Il concetto di “voto utile” appartiene alla politica ideologizzata, quella in cui raramente si vota a favore di qualche cosa, più frequentemente contro. Piuttosto che far vincere quelli che detesto non voto quanti mi piacciono, ma il gruppo o il partito in grado di battere il nemico. Parto sapendo che non voto il meglio (sempre secondo i gusti di ciascuno, naturalmente), ma quel che serve a evitare il peggio. La via per arrivare a democrazie pietrificate. L’appuntamento con le amministrative porta con sé la possibilità di affermare la libertà del voto inutile, disertando l’irreggimentazione.
Intanto per la totale inutilità del presunto utile. Che senso ha misurare quella tornata elettorale usando il metro partitico? A desta e a sinistra le presunte coalizioni sono un coacervo di alleati che aspettano solo d’accopparsi a vicenda. La gara è più aperta all’interno delle coalizioni che fra una e l’altra. Si uniscono più per vincere che per governare, come testimoniano molti dei programmi presentati, il cui vuoto sconfina nell’abisso. Per non dire delle false liste civiche d’appoggio, che son assemblaggi di tagli, ritagli e frattaglie. Poi perché stiamo parlando di municipi, in nessuno dei quali, chiunque sia il candidato che potrà vincere, è in giuoco la libertà a o la democrazia. Semmai la nettezza urbana, riassunta nel cassonetto qui sopra raffigurato. Che non è cosa da poco, ma spesso la più ignorata nelle domande che si rivolgono ai candidati, i quali, del resto, si sono specializzati nello spiegare perché gli avversari sarebbero una rovina, non sapendo spiegare perché loro sarebbero un’occasione. Oramai dovrebbero stare in uggia anche concetti abusati, indirizzati al nuovismo: svolta, cambia, ribalta, rottama, mandali a quel paese. Poi si insediano e il paese rimane uguale nel peggiorare.

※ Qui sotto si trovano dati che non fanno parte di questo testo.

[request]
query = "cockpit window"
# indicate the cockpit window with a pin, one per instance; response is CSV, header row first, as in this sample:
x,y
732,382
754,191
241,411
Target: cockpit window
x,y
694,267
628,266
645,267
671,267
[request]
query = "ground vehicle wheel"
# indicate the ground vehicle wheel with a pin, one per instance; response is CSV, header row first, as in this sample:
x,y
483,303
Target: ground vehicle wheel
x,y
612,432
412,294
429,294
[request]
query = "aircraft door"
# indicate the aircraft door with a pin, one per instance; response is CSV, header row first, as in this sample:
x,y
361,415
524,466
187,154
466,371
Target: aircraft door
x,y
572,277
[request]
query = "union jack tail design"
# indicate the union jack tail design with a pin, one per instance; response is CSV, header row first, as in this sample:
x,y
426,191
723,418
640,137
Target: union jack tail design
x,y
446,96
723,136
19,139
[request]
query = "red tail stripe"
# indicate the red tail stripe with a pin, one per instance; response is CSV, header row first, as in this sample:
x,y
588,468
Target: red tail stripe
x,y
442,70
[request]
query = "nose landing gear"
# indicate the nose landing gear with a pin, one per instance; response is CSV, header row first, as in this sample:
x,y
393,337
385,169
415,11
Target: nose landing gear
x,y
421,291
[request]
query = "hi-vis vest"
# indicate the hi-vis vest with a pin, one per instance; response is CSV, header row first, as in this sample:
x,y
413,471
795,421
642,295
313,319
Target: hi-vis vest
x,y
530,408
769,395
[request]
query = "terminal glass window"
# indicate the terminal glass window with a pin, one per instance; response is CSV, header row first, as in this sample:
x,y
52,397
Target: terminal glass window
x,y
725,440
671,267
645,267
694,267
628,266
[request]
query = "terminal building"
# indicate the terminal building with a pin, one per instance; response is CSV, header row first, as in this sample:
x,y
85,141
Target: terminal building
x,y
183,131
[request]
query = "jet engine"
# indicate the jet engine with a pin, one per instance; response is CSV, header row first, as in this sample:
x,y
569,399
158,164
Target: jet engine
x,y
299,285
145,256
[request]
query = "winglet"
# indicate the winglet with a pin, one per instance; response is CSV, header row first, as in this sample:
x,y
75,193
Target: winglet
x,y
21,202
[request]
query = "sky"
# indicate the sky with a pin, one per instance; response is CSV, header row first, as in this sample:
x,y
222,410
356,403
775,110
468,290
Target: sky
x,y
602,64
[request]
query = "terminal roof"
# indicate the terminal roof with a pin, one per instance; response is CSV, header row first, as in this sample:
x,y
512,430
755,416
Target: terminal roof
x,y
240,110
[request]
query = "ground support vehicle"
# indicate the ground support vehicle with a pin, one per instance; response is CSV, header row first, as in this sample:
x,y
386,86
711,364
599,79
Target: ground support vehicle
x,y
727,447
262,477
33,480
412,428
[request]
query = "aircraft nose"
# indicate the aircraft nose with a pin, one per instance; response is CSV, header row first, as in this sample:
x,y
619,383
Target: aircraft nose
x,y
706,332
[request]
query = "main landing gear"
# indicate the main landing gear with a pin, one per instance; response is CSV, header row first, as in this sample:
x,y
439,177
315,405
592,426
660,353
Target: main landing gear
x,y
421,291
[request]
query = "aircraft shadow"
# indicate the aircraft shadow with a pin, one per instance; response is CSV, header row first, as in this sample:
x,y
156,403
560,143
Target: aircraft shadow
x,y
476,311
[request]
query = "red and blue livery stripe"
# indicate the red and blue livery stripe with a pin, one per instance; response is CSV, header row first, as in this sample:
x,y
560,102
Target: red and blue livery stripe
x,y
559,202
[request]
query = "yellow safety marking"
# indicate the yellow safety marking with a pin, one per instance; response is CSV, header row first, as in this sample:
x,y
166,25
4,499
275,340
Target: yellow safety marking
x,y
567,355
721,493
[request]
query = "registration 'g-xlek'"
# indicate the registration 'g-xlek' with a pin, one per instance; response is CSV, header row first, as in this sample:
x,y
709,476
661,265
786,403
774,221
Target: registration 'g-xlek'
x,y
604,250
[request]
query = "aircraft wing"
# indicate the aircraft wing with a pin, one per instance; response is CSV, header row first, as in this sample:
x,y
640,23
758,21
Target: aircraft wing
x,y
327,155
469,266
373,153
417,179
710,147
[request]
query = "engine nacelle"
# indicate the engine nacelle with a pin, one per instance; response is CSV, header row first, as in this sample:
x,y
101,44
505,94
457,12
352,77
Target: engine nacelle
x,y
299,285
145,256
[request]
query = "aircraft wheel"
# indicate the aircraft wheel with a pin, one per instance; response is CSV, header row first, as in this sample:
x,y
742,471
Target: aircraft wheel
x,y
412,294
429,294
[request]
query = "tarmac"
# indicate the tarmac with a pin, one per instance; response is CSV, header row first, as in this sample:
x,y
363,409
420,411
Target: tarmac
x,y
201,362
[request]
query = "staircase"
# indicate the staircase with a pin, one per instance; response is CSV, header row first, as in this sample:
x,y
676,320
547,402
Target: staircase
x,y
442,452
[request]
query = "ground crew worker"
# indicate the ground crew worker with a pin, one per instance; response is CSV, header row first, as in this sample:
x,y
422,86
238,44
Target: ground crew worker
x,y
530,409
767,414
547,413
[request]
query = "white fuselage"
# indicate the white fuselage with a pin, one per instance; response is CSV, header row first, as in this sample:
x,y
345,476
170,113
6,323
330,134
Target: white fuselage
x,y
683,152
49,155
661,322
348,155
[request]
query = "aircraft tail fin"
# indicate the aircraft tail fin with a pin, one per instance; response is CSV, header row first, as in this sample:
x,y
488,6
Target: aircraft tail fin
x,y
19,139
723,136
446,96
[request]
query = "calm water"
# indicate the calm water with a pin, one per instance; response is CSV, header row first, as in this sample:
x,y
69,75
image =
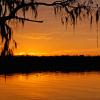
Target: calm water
x,y
50,86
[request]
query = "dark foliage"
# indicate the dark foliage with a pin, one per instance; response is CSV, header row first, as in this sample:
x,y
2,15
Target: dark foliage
x,y
70,11
27,64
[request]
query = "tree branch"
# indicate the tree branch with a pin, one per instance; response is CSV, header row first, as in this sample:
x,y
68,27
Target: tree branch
x,y
20,18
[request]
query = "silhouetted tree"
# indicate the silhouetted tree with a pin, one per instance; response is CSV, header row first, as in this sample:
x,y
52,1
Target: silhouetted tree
x,y
70,12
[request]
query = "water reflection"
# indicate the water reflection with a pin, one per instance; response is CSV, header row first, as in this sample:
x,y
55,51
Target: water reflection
x,y
50,86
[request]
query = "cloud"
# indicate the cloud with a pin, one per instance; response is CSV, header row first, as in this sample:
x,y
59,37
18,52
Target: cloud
x,y
38,37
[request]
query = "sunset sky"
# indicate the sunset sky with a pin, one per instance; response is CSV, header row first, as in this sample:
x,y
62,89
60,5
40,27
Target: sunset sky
x,y
52,38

Infine c’è il sistema elettorale a far preferire il voto inutile: il doppio turno funziona. Alla fine anche i sindaci meno riusciti restano in carica per l’intero mandato. Fatta salva qualche eccezione, come il suicidio della sinistra che andò dal notaio per far fuori il proprio sindaco, nella Capitale, i cittadini si sono ritrovati con i sindaci e i consiglieri comunali che elessero e, conseguentemente, si meritarono. Alle elezioni successive possono premiarli e ringraziarli per il lavoro svolto (capiterà), oppure non ringraziarli e rispedirli donde arrivarono (capiterà). Il doppio turno, però, consente e sollecita il voto inutile: voto senza pensare se il votato sarà vincente, ma perché mi sembra il più convincente o il meno repellente (essendo residente a Roma, dato il menu, lo farò per Carlo Calenda). Poi si vede: se saremo la maggioranza sarà eletto al primo turno, se saremo abbastanza andrà al ballottaggio e se saremo pochi uscirà dalla competizione, ma dopo due domeniche potrò nuovamente scegliere quel che mi sembra meno peggio.

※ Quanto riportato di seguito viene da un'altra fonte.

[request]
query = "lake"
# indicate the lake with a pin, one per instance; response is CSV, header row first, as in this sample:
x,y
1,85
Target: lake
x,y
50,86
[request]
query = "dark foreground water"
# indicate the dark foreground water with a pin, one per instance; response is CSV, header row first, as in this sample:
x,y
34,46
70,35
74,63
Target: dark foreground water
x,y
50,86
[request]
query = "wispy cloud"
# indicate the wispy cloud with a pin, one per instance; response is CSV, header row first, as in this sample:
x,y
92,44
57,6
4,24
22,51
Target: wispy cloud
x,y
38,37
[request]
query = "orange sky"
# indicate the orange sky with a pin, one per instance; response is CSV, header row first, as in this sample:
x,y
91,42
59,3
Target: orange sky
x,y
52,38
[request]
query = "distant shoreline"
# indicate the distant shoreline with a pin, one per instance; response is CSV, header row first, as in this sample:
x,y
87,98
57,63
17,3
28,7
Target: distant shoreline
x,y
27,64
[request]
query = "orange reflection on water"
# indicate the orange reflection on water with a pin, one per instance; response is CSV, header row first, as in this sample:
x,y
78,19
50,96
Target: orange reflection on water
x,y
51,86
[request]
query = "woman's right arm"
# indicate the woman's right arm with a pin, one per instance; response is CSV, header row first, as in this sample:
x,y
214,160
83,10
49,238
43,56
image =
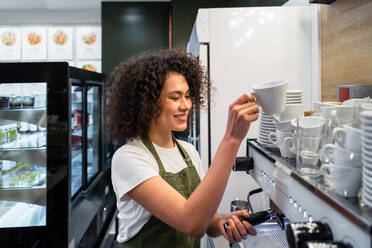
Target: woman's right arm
x,y
194,215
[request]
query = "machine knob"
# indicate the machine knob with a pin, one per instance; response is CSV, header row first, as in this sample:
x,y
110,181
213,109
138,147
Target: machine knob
x,y
325,244
243,164
301,232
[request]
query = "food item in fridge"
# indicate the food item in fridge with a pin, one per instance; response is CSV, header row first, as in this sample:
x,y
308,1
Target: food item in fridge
x,y
8,38
4,102
89,38
60,38
33,38
16,102
28,101
89,67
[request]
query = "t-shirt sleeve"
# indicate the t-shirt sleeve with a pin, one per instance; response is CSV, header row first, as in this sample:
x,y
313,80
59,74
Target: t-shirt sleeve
x,y
131,167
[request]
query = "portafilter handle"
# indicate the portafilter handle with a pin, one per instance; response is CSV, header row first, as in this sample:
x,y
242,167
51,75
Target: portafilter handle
x,y
255,219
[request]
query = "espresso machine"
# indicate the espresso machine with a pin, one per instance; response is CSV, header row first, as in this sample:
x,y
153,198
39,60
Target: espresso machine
x,y
304,212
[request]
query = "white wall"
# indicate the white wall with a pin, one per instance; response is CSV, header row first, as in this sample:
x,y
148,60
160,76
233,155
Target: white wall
x,y
47,16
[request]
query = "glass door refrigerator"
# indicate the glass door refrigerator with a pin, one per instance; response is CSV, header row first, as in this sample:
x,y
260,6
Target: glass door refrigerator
x,y
55,188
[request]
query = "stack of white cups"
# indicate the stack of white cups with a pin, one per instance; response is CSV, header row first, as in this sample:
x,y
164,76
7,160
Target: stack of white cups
x,y
294,108
344,169
366,125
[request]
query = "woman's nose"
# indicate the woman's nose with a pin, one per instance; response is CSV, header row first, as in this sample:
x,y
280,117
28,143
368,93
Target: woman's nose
x,y
186,104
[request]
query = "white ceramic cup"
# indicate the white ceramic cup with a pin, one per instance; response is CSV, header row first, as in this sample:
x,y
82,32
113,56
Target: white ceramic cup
x,y
339,114
365,106
306,149
277,139
345,179
271,96
291,111
318,105
348,137
309,126
341,156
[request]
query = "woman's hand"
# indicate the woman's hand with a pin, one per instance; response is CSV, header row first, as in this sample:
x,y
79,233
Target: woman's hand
x,y
241,113
237,229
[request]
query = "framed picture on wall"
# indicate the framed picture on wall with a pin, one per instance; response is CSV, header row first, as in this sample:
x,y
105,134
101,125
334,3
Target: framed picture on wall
x,y
90,65
60,42
88,42
34,43
10,44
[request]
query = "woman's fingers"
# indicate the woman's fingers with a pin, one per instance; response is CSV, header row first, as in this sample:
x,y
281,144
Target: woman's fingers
x,y
244,99
250,229
239,225
234,230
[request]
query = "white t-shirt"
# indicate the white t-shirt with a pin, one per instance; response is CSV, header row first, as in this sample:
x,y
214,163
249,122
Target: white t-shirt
x,y
133,164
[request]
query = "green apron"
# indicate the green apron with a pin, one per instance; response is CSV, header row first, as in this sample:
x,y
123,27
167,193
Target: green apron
x,y
156,233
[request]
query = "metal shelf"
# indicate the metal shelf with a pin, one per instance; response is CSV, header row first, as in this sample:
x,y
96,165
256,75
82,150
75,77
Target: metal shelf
x,y
27,155
34,116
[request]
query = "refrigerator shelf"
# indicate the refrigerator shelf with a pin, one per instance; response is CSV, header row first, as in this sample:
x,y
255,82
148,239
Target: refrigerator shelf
x,y
35,155
32,195
34,116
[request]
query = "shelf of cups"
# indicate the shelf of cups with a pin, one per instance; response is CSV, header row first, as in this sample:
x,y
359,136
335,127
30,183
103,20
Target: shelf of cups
x,y
359,214
35,155
34,116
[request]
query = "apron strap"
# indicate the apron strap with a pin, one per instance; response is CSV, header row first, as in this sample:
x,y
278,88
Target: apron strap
x,y
184,153
186,157
148,143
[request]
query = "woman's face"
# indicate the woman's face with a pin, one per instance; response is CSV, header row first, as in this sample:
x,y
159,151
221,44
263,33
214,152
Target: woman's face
x,y
175,104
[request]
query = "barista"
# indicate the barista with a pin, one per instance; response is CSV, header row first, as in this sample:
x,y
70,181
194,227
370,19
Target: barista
x,y
164,197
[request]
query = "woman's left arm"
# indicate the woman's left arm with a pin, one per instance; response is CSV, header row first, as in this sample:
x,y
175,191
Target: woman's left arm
x,y
235,231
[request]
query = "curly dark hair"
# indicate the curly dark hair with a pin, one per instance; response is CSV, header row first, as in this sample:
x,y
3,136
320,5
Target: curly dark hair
x,y
136,85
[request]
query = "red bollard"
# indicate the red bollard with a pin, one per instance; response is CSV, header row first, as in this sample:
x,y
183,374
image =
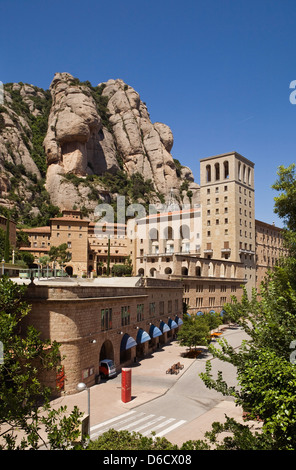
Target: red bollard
x,y
126,385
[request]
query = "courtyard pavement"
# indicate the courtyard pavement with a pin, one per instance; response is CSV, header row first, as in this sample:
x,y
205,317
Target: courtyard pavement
x,y
149,381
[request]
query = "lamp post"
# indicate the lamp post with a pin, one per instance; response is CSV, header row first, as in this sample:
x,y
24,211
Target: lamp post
x,y
80,388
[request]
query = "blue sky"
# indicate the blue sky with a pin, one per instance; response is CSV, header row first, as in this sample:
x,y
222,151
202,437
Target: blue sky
x,y
216,71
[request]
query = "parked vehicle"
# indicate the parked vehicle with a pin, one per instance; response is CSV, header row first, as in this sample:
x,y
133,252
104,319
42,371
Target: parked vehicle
x,y
107,369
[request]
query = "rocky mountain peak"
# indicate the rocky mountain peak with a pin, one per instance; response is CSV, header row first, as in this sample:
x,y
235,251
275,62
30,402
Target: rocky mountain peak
x,y
96,141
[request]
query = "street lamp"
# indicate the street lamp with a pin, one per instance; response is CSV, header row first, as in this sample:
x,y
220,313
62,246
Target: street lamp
x,y
80,388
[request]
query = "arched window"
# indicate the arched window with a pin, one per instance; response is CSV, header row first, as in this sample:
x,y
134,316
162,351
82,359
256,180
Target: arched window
x,y
217,171
244,173
184,232
153,234
208,173
211,270
226,169
168,233
249,176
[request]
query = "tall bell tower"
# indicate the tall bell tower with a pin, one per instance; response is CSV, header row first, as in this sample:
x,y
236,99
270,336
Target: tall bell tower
x,y
228,212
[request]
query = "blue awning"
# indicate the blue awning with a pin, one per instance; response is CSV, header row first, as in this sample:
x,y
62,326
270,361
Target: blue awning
x,y
164,327
172,324
154,331
178,321
127,342
142,336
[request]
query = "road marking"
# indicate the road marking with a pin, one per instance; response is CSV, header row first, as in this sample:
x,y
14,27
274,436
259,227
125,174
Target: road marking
x,y
136,422
171,428
105,423
150,423
161,425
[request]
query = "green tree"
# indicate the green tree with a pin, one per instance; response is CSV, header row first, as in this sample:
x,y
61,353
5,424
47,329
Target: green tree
x,y
25,411
7,243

Per Paesi che, in ragione della loro storia e composizione sociale, rischierebbero rotture pericolose nell’adottare maggioritari secchi, come quello inglese (che lì funziona), il doppio turno à la francese consente di conciliare la composizione proporzionale delle assemblee elettive con l’indicazione elettorale di chi dovrà governare, tagliando fuori gli estremisti. Da noi abbiamo inventato astruserie falso maggioritarie, aggirandole con coalizioni contenenti gli estremisti. E quando faremo i conti con la storia vedremo che era infinitamente più stabile la Repubblica proporzionale ante 1994. Nei comuni c’è un sistema diverso, cominciamo a farlo funzionare votando quel che a ciascuno piace. Se non altro solleciterà i candidati sondaggisticamente più forti a trovare qualche altra cosa da dire.